The relationship between Bob Cratchit and Ebenezer Scrooge is very well known. A good man works hard and looks to provide for his family, while a miserly business owner makes it very hard for him to do so. No one wants to work for Scrooge.
A generous CEO will have a much better shot at employee retention, and not just because of the salaries offered. As I said at the beginning of the article, it’s difficult to find money you feel confident giving away to charity; you’ll always be able to find another use for those dollars unless you commit to regular giving. If you, the owner of the company, feel that way, it’s safe to assume your employees aren’t particularly eager to give away the money they earn.
When you finance worthy causes, the effect is twofold.

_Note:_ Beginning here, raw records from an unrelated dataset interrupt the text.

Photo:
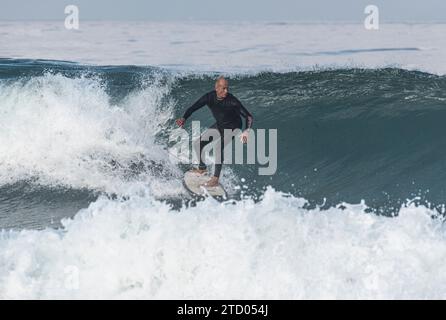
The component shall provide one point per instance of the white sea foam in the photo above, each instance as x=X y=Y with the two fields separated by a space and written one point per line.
x=65 y=131
x=274 y=249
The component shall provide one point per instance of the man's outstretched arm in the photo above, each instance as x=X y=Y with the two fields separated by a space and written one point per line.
x=197 y=105
x=247 y=115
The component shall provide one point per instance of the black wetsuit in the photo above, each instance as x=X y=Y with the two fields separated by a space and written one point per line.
x=227 y=112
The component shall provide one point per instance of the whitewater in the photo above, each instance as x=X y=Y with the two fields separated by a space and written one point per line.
x=79 y=221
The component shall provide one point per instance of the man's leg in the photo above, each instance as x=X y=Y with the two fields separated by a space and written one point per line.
x=219 y=158
x=198 y=145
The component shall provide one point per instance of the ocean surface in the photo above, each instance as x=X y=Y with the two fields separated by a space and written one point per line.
x=91 y=205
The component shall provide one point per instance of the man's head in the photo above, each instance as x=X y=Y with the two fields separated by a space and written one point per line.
x=221 y=87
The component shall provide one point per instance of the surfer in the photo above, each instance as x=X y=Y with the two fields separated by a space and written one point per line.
x=227 y=111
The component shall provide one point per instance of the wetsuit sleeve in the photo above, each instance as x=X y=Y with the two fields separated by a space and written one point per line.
x=248 y=116
x=197 y=105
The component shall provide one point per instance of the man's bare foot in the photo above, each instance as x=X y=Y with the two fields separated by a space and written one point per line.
x=199 y=171
x=213 y=182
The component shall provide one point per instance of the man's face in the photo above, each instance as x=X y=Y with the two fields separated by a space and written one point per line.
x=221 y=87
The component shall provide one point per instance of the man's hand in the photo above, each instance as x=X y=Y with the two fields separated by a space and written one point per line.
x=244 y=136
x=180 y=122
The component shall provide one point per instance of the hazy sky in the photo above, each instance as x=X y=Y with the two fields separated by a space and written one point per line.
x=240 y=10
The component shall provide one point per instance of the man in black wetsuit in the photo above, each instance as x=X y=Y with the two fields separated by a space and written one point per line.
x=226 y=110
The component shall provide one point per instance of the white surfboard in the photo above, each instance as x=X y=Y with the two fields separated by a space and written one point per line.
x=193 y=182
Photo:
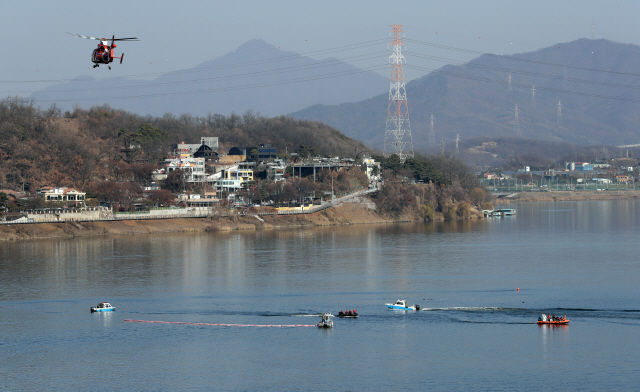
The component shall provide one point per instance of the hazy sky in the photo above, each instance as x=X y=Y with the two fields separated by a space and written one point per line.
x=175 y=35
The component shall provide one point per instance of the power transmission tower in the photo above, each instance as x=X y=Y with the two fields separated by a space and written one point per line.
x=397 y=135
x=559 y=112
x=533 y=96
x=517 y=126
x=432 y=134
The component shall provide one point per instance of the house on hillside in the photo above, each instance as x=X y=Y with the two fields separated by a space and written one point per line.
x=266 y=152
x=371 y=168
x=194 y=167
x=184 y=150
x=63 y=194
x=234 y=179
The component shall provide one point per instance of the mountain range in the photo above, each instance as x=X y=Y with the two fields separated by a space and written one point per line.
x=595 y=81
x=586 y=92
x=256 y=76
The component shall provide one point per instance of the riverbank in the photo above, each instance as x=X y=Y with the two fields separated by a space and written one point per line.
x=344 y=214
x=568 y=196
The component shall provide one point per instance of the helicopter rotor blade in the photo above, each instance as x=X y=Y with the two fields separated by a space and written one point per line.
x=85 y=36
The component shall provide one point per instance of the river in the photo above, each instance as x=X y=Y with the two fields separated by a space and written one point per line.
x=476 y=330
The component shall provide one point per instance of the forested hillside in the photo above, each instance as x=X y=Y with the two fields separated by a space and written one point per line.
x=47 y=147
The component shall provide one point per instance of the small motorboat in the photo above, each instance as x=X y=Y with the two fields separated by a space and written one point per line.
x=401 y=304
x=552 y=320
x=326 y=321
x=103 y=307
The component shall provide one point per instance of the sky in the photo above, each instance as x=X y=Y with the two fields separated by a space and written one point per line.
x=175 y=35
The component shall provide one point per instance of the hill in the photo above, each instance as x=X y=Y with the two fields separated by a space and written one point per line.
x=43 y=148
x=256 y=76
x=474 y=99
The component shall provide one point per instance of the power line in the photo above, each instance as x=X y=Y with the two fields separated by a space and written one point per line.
x=511 y=57
x=243 y=75
x=437 y=71
x=235 y=87
x=202 y=69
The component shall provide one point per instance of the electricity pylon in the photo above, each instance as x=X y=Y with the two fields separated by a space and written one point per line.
x=397 y=135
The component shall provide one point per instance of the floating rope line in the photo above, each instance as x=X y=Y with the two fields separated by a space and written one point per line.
x=223 y=325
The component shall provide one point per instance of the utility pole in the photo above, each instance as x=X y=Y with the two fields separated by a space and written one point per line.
x=559 y=112
x=397 y=136
x=517 y=121
x=432 y=134
x=533 y=96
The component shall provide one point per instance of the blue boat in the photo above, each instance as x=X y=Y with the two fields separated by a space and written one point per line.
x=103 y=307
x=401 y=304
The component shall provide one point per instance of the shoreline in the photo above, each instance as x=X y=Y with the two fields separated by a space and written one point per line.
x=349 y=213
x=520 y=197
x=341 y=215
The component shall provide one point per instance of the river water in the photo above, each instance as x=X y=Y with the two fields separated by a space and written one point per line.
x=476 y=330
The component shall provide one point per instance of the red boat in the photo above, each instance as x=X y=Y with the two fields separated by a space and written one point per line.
x=552 y=320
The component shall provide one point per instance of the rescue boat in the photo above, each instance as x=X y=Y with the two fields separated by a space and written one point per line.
x=103 y=307
x=544 y=319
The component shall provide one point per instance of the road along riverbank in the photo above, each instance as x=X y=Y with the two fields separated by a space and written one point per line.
x=568 y=196
x=343 y=214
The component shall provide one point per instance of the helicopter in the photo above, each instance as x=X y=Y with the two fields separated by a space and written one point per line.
x=103 y=54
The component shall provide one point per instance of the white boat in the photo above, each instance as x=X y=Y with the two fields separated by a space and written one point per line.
x=103 y=307
x=401 y=304
x=326 y=321
x=504 y=212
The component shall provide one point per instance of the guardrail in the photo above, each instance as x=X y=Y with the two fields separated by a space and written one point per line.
x=199 y=213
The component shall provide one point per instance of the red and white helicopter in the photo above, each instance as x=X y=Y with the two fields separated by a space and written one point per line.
x=103 y=54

First, your workers understand that their efforts help drive dollars toward something important. Nothing is less motivating than working hard to make someone else rich, whereas working diligently to get paid and improve the lives of people less fortunate is a great incentive. In addition to that, the generosity you display as a business owner will influence the company culture. Workers might be more inclined to donate some of their own money, or perhaps they’ll try to think of ways to make your dollars go further.
Go talk to anyone who works for a company with a good reputation for philanthropy. I’m guessing the employee will list that generosity as one of the top reasons they like working for that organization. It feels good to give, even when you’re just giving by association. Your charity as a business owner has a greater effect on your employees than you might think, and that can magnify the effect you have on the community as a whole.
I’ll readily admit that I have a giving bias. However, the data is on my side when it comes to businesses benefitting from being charitable. The above are just a few examples of how your donations can lead to personal gains, and I’m sure you’ll find many more if you commit to using a small percentage of your earnings to do good things.